Les Mills, an Olympian for New Zealand who founded and gave his name to a family-owned fitness empire that helped popularize aerobics, died on Monday. He was 91.
Les Mills International, the company he founded, announced the death but provided no further details.
The company made its name by promoting vigorous group aerobics sessions set to upbeat music, helping to popularize the exercise format in New Zealand, and then around the world.
Leslie Roy Mills was born Nov. 1, 1934, in Auckland, New Zealand. His father, who owned butcher shops, died when Les was 11.
Mr. Mills competed in shot put and discus and participated in four Olympic Games from 1960 to 1972. His best finish was seventh in the shot put in 1964. He was chosen to carry the New Zealand flag at opening ceremonies in 1960 and 1972. He won the discus competition at the 1966 Commonwealth Games.
In an era when Olympic sports were strictly amateur, he opened a shoe shop in New Zealand at age 19 with his wife Colleen, also a track athlete.

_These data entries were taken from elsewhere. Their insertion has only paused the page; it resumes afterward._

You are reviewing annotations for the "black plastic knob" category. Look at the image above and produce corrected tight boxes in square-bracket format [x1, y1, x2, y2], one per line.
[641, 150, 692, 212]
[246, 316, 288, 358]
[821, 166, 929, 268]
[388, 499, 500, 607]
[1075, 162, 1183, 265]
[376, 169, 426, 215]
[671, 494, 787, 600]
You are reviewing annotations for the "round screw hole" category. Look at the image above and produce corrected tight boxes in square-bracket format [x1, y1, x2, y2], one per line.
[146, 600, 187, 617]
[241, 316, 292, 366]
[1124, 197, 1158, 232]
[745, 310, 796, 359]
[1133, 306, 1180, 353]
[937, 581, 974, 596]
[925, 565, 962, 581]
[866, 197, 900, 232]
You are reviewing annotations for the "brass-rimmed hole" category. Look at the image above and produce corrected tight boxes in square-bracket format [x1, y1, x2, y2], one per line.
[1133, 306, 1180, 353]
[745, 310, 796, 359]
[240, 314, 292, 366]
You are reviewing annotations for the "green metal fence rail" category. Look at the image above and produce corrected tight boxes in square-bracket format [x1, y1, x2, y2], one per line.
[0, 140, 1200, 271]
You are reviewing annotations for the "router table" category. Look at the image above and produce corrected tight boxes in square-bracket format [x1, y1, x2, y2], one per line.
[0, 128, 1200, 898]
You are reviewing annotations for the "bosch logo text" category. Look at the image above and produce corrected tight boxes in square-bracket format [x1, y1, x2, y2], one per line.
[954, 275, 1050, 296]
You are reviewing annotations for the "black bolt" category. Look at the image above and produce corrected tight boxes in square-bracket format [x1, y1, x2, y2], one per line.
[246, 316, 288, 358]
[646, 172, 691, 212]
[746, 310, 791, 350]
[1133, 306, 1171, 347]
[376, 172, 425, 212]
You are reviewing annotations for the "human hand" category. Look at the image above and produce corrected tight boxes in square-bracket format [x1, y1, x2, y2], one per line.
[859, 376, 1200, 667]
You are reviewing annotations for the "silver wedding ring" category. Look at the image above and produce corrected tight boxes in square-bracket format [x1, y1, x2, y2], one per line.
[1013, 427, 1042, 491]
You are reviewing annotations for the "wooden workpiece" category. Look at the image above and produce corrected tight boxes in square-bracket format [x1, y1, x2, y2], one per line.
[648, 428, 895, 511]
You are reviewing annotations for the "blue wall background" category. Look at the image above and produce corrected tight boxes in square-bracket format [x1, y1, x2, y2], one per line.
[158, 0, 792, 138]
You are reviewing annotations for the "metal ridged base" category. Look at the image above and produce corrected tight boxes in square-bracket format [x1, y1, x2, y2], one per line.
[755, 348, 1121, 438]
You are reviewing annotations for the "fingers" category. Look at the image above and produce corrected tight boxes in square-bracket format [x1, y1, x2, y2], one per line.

In the middle of his athletics career, he spent two years competing for the University of Southern California and was inspired by the area’s emerging gym culture.
He founded his first gym in 1968 in Auckland. It was so small that it had just one changing area and bathroom, so it was open to men and women on alternate days, the company said.
As the gym business grew into Les Mills World of Fitness, it began pioneering aerobics with group classes set to peppy music that were given names like BodyPump and BodyAttack,
His son Phillip turned Les Mills New Zealand into Les Mills International and it has since spread to 100 countries.
His wife Colleen died in 2005. Mr. Mills is survived by Phillip and a daughter, Donna; four grandchildren; and great-grandchildren. Both his children competed in track and field at the Commonwealth Games.
After his athletics career, Mr. Mills became national sports director in Papua New Guinea from 1974 to 1976, leading the country to its first Olympics. He also was a coach with the New Zealand track team and coached Beatrice Faumuina to the 1997 world discus title.
He was elected mayor of Auckland City, serving from 1990 to 1998. He was named a member of the Order of the British Empire in 1973 and Companion of the New Zealand Order of Merit in 2002.
“I think he saw the gym as a place where people could come and find refuge, could improve their lives and get healthier and find community and all those nice things,” Phillip Mills told RNZ, a New Zealand public broadcaster. “And I think he would have liked to have seen a little bit more of that in the world today.”